Los rostros son absolutamente variados, en origen, color y actividad: hay desde gerentes de empresas hasta fugitivos de la justicia.
Uno hace distraídamente clic en la palabra Links y espera encontrarse con el clásico listado de palabras en azul, a lo sumo con logotipos o fotos al costado.
Pero no.
Lo que aparece es este montón de fotos carnet de arriba, aburridas e inexpresivas a más no poder, que inmediatamente generan la pregunta lógica: ¿un artista propone visitar los currículums de un montón de desconocidos?
Más o menos.
Porque, apenas uno empieza a recorrer los links, probablemente sin orden ni método, comienza a detectar, de parte del autor de la página, un orden y un método infalibles: todos los portadores de cara que tiene ante sus ojos llevan el mismo nombre.
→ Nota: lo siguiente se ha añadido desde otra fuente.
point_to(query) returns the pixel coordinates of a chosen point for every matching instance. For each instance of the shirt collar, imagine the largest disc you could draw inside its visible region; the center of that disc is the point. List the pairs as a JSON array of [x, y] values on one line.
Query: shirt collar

El médico que atendió a tres muertos en Irlanda del Norte se llama Mark Jenkins.
El perdedor en las elecciones de alcalde en un pueblito del estado de Virginia se llama Mark Jenkins.
Entre los fugitivos más buscados del condado de Hamilton hay un Mark Jenkins.
El gerente general de un estudio de comunicación de Arkansas se llama Mark Jenkins.
El columnista más arriesgado de la revista para montañistas Outside se llama Mark Jenkins.
Un ignoto policía del poblado de Macquarie Fields se llama Mark Jenkins.
Las condiciones para figurar en la honorable Página de Links de Mark Jenkins parecen ser no sólo llamarse exactamente como él, sino incluso aparecer con foto carnet –imágenes de mejor calidad, abstenerse– en algún sitio web del inabarcable espacio cibernético.
El mecanismo, visto desde el punto de vista del artista estadounidense y la actualización de su sitio, guarda un pequeño problema, ya que, sin avisarle, de pronto los fugitivos son atrapados, los gerentes generales cambian de empresa, los candidatos electorales ganan las elecciones, el columnista arriesgado pierde la vida en un precipicio y el ignoto policía se transforma en fugitivo.
Y todo eso, sin avisarle al verdadero Mark Jenkins. Al legítimo. Al que provocó que todos ellos, aunque más no fuera durante el breve lapso que dura un clic de ida y un clic de vuelta, alcanzaran la fama global.
Mientras tanto, el artista –que nació en 1970 en Fairfax, Virginia, y reside actualmente en Washington DC– descansa cómodamente sobre el negro fondo de su página web, alegre de haber hallado el modo de reciclar la intrascendencia ajena y completar mínimamente su búsqueda artística interior.
Aunque varios de sus clones se le hayan escapado.